Raise an error in read_csv when names and prefix both are not None · Issue #39123 · pandas-dev/pandas (original) (raw)

Problem description

As a result of the discussion in issue #27394, read_csv is changed such that it raises an error when both header and prefix are different from None. A user had misunderstood how to (not) use header and prefix together. I think that the usage of namesand prefix can be misunderstood in a similar way.

It could also be that a user accidentally provides both arguments and expects prefix to have effect. Right now, it seems like prefix is silently ignored when names is provided.

Describe the solution you'd like

Raise a ValueError when the read_csv arguments prefix and names both differ from None, in accordance with issue #27394 and pull request #31383.

API breaking implications

This will "break" code that passes values (!=None) for both prefix and names, but since it was an accepted solution for issue #27394, I think it could be used here as well.

Describe alternatives you've considered

Another possibility is to issue a warning instead of an error, but that would be inconsistent with the behavior when prefix and header is both not None.

Additional context

Examples below are run in pandas version 1.3.0.dev0+210.g9f1a41dee.

When I run

pandas.read_csv("my_data.csv", prefix="XZ", header=0)
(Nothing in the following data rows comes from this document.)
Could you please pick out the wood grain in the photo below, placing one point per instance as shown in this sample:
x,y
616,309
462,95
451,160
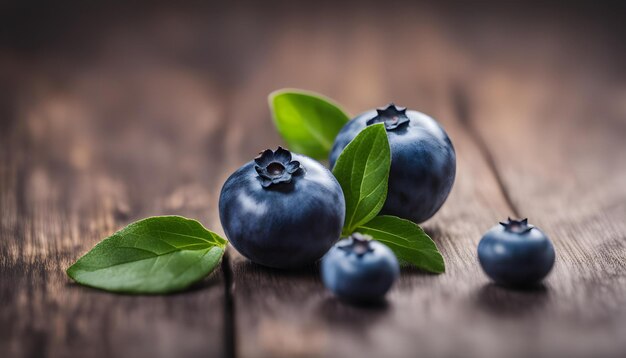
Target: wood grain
x,y
110,113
I get the following output:

Traceback (most recent call last):
  File "<stdin>", line 1, in <module>
  File "/home/malin/workspace/py/pandas/pandas/io/parsers.py", line 605, in read_csv
    return _read(filepath_or_buffer, kwds)
  File "/home/malin/workspace/py/pandas/pandas/io/parsers.py", line 457, in _read
    parser = TextFileReader(filepath_or_buffer, **kwds)
  File "/home/malin/workspace/py/pandas/pandas/io/parsers.py", line 814, in __init__
    self._engine = self._make_engine(self.engine)
  File "/home/malin/workspace/py/pandas/pandas/io/parsers.py", line 1045, in _make_engine
    return mapping[engine](self.f, **self.options)  # type: ignore[call-arg]
  File "/home/malin/workspace/py/pandas/pandas/io/parsers.py", line 1853, in __init__
    ParserBase.__init__(self, kwds)
  File "/home/malin/workspace/py/pandas/pandas/io/parsers.py", line 1334, in __init__
    raise ValueError(
ValueError: Argument prefix must be None if argument header is not None

but running

pandas.read_csv("my_data.csv", prefix="XZ", names=["a", "b", "c"])

works fine, except that prefix is silently ignored.